Even though the sentence declaring the Dominican State's adherence to the IACtHR for unconstitutional had been expected for some time, a second sentence in the IACtHR that came only a week earlier, triggered the latest action of the Constitutional Tribunal. In the sentence in the case Dominican and Haitian people expelled vs the Dominican State, published October 28, the IACtHR sentences the State to repair damages for Dominicans and Haitians illegally expelled in 1999 and 2000 from the Dominican Republic. The case discusses the long-standing and serious problem of illegal expulsions of Dominicans and Haitians (often on the merit of their skin colour) and condems the State's activities. The more critical issue for the Dominican State is the fact that the unanimous sentence declares that the Cosntitutional Tribunal sentence 168/13 - which gave the restriction of ius soli in the 2010 Dominican Constitution retroactive effect back to 1929 and stripped many people of their Dominican citizenship sending many thousand Dominicans and Dominican-Haitians into statelessness - should de facto be annulled (or declared without any effect). In addition the sentence also specifies that any constitutional, legal, or administrative decision or interpretation that restricts the right to citizenship of children born on Dominican soil should also be rendered without any effect. This means that the IACtHR basically annuls all actions made by the Dominican State in the migratory and citizenship areas restricting the ius solis of the previous Constitution (see pp. 171-172 of the sentence). One week after the IACtHR published its sentence, the Constitutional Tribunal withdrew the Dominican Republic from the IACtHR. All is not totally black, however, since the Dominican state still must meet its obligations to comply with all the sentences against the State in the IACtHR. On the other hand, following the logic of the Constitutional Tribunal, dominant voices in the Dominican Republic are bound to argue the opposite on the argument that the Dominican Republic never accepted the jurisdiction of the IACtHR and that this means that the State has no obligation to comply with the IACtHR sentences.

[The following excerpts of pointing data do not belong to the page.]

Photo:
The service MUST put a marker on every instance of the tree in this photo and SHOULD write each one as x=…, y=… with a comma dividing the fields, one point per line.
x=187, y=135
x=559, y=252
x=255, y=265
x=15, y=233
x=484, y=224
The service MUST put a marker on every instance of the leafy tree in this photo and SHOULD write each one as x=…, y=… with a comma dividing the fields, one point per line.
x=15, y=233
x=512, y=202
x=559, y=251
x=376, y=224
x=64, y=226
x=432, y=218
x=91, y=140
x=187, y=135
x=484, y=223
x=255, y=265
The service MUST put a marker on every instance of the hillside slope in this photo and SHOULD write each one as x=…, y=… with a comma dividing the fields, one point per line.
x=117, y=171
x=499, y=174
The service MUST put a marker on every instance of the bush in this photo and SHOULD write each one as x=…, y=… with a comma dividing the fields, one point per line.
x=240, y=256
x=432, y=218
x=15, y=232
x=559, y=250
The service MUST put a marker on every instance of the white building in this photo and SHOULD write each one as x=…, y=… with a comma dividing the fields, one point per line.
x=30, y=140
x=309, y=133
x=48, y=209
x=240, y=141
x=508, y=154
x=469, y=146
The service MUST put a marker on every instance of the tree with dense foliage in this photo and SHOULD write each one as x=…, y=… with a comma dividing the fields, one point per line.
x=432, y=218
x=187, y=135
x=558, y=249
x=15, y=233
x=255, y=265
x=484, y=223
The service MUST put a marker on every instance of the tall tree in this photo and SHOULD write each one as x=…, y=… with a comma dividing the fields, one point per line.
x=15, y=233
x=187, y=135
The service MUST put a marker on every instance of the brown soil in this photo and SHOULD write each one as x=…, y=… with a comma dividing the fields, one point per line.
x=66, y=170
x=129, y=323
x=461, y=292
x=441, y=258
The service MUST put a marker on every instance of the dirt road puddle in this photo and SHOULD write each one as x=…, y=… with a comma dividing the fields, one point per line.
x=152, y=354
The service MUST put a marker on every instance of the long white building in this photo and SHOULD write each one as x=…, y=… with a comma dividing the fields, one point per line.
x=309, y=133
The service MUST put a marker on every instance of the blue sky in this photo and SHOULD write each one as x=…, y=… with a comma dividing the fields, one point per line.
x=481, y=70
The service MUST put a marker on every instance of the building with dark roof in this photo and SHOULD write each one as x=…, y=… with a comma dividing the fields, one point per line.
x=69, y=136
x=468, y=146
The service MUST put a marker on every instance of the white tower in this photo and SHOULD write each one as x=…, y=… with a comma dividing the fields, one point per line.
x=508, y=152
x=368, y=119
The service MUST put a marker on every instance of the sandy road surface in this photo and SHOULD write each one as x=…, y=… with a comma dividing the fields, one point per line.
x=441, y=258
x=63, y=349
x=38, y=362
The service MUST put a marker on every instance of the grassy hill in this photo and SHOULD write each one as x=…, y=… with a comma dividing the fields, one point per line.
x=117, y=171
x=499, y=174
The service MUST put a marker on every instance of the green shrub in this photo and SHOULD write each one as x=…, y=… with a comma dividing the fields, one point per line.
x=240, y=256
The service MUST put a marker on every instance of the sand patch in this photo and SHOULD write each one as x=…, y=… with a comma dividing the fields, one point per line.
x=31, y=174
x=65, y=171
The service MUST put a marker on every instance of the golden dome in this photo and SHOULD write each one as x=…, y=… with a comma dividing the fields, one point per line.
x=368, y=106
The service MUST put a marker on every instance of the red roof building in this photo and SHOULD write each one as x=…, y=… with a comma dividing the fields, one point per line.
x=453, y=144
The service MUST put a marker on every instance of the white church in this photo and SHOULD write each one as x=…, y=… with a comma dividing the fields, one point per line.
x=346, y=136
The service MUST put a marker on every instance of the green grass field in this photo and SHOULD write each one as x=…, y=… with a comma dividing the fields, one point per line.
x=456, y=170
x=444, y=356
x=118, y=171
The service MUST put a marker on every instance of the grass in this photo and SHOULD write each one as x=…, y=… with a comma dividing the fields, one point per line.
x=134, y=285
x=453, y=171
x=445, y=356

This is a dark moment for the Dominican democracy and the protection of the most vulnerable groups living in the country, the Haitian migrants and Dominican-Haitians. It is also a dark moment for the IACtHR and the whole IASHR, which now results weakened. Even thought the Dominican Republic may be a small and unimportant country in Latin America it is still the most democratic and democratically stable country to ever leave the IACtHR. Peru left in 2000 under Fujimori, an act that never took effect since Fujimori resigned not long after, and Venezuela withdrew under Chávez (in addition Trinidad and Tobago withdrew in 1998). The Dominican case, I fear, is likely to be the worst blow of them all. Peru returned after re-democratisation with Fujimori's resignation, and it is not unlikely that Venezuela would return should the Maduro-regime fall or the opposition win a future election. Today, however, the Dominican Republic is led by its most international human rights friendly government in decades, if not ever, and the regime is a stable electoral democracy, not any form of populist authoritarian regime. It therefore seems very unlikely today that the Dominican Republic will return any time soon.